Lands End Fire Department is located in the very southeastern part of Mesa County. The District is 195 square miles (125,289 acres) of varying terrain and encompasses a vast area of different landscapes, people and resources. The District roves over the hills and valleys of Whitewater proper; stretches and winds up the magnificent backside of the Grand Mesa via Lands End Road; meanders up Highway 141 towards Gateway; and winds through the Escalante Canyon following the Gunnison River. The District has dramatic altitude changes from 4,500 feet to 10,000 feet at the top of the Grand Mesa. With such veratile landscape, the Lands End coverage area is a prime recreation spot.
The people of the area served by LEFPD are just as varied. We have old ranching families that have homesteaded on ranches here as well as many young families just starting out on small acreages. While our population is only approximately 2270 residents we have a large influx of people enjoying the recrational areas of this district. They come for horseback riding, forur-wheeling, water rafting, cycling of all types, hiking and jeeping, as well as hunting.
There are two major highways running through our district, Hwy 50 and Hwy 141, along with the major waterway, the Gunnison River, keeping our volunteers busy with emergency calls for assistance from people traveling through and enjoying our area.
We provide fire and emergency medical services to the area with an ISO rating of 9/10.
We currently have seven emergency response apparatuses. They are: a BLS/ALS capable ambulance, a rescue truck (capable of everything from rope rescue to vehicle extrication), a brush truck (outfitted with a compressed air foam system), a 2,200 gallon water tender (for transporting water for fire suppression), a fire engine, UTV vehicle and a command vehicle.
History of Lands End Fire
In May of 1995, a small, dedicated group of residents in the Land's End area formed a not-for-profit agency and began responding to medical calls, equipped simply with a medical bag and a radio. The team responded to homes north of Hwy 50 from mile marker 41 to the Delta County line and had the responsibility of stabilizing patients while awaiting an ambulance from Grand Junction. They served approximately 127 homes and responded to about one call every month. New supplies were purchased with money raised at fundraisers, or by donations.
By 1998, the team recognized a need to expand its service area to include the homes being built south of Hwy 50, and also service Hwy 141 up to about the Cactus Park turn off. After a simple boundary change with Grand Junction dispatch, the team began responding to the entire Hwy 50 corridor from mile marker 41 to the Delta County line. With new boundaries and increased growth in the area, the team responded to about one call every two weeks.

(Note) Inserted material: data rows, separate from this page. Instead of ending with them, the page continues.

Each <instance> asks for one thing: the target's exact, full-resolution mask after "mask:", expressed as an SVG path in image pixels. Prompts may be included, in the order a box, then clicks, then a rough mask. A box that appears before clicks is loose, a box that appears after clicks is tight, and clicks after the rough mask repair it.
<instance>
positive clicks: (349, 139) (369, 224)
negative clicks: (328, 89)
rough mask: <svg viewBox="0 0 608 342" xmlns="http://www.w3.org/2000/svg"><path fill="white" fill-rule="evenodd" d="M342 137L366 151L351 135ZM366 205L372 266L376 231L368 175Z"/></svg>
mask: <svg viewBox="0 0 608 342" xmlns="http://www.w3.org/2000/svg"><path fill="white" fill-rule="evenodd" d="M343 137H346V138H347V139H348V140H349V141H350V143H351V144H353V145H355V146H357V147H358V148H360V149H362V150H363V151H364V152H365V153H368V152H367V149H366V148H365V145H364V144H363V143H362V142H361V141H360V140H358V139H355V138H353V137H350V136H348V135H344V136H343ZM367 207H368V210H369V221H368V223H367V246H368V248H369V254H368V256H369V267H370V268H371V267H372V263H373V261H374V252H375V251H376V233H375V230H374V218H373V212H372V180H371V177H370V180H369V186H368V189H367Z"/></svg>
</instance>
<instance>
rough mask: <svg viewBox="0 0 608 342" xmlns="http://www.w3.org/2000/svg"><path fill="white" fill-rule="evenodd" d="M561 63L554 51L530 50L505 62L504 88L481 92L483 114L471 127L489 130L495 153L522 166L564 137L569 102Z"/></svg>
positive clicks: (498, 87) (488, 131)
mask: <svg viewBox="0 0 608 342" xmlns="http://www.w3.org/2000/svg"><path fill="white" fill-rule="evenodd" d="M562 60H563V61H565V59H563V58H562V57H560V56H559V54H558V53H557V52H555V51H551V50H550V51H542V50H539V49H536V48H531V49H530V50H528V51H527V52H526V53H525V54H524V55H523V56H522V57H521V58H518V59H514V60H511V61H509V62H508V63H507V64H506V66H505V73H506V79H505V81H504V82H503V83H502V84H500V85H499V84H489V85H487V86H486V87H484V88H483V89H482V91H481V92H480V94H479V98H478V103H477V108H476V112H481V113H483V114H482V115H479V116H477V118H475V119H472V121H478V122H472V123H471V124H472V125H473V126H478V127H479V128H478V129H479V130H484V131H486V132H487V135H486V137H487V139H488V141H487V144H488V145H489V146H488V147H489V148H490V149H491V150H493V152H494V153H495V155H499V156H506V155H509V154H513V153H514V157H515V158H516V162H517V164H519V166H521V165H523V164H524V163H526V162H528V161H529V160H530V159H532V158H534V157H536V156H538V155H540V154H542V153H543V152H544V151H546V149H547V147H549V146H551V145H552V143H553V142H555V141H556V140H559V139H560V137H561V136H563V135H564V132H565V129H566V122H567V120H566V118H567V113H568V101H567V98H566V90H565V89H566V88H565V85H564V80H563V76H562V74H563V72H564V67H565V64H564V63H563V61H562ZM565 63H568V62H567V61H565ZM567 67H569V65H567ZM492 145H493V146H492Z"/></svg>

In 1999, an ambulance was donated to the team, was brought up to transport standards and licensed by Mesa County. The ambulance was fully stocked with purchases through a state grant and "A Land's End Response Team" (ALERT as it was then known) added transport services to its resume.
ALERT then began to explore how it might provide fire protection to the area. After consultation, and considering the costs of fire apparatus, personal protective equipment and insurance costs, the team realized that it would be unable to provide fire service without a higher level of monetary support from the community. With this knowledge, ALERT formed a small task force to look into the feasibility of becoming a fire district with tax support. With the help of a law firm providing pro bono support, a plan was created to form the Lands End Fire Protection District.
The plan was brought before the voters for approval on May 31, 2002. The support from the community was overwhelming. Nearly 80% of the voters realized a need for fire protection in the area and voted to support a new district with tax funding. The Lands End Fire Protection District (LEFPD) had become a reality! With this newly-formed district came a new responsibility of providing fire protection. New equipment had to be obtained and many hours of training performed. Board members were elected, and again, the District boundaries were expanded to include the Whitewater area by stretching its west boundary to 32 Road.
In 2003, LEFPD built a fire station at 34980 Pronghorn Drive, four miles south of Whitewater. With a new station in place, members no longer had to park emergency vehicles in their driveways or hold meetings in their homes. LEFPD continues to be proactive and search for better ways to serve the community. In fact, what truly makes our district great, is the people. The current membership consists of responders with varying levels of certification, including: First Responder, EMT-B, EMT-I, EMT-P, Firefighter I and II, and Hazmat Ops & Awareness. Additional training occurs every other Thursday night and varies between fire and medical training. The board consists of five elected members who meet once a month to conduct business and oversee other issues that might arise.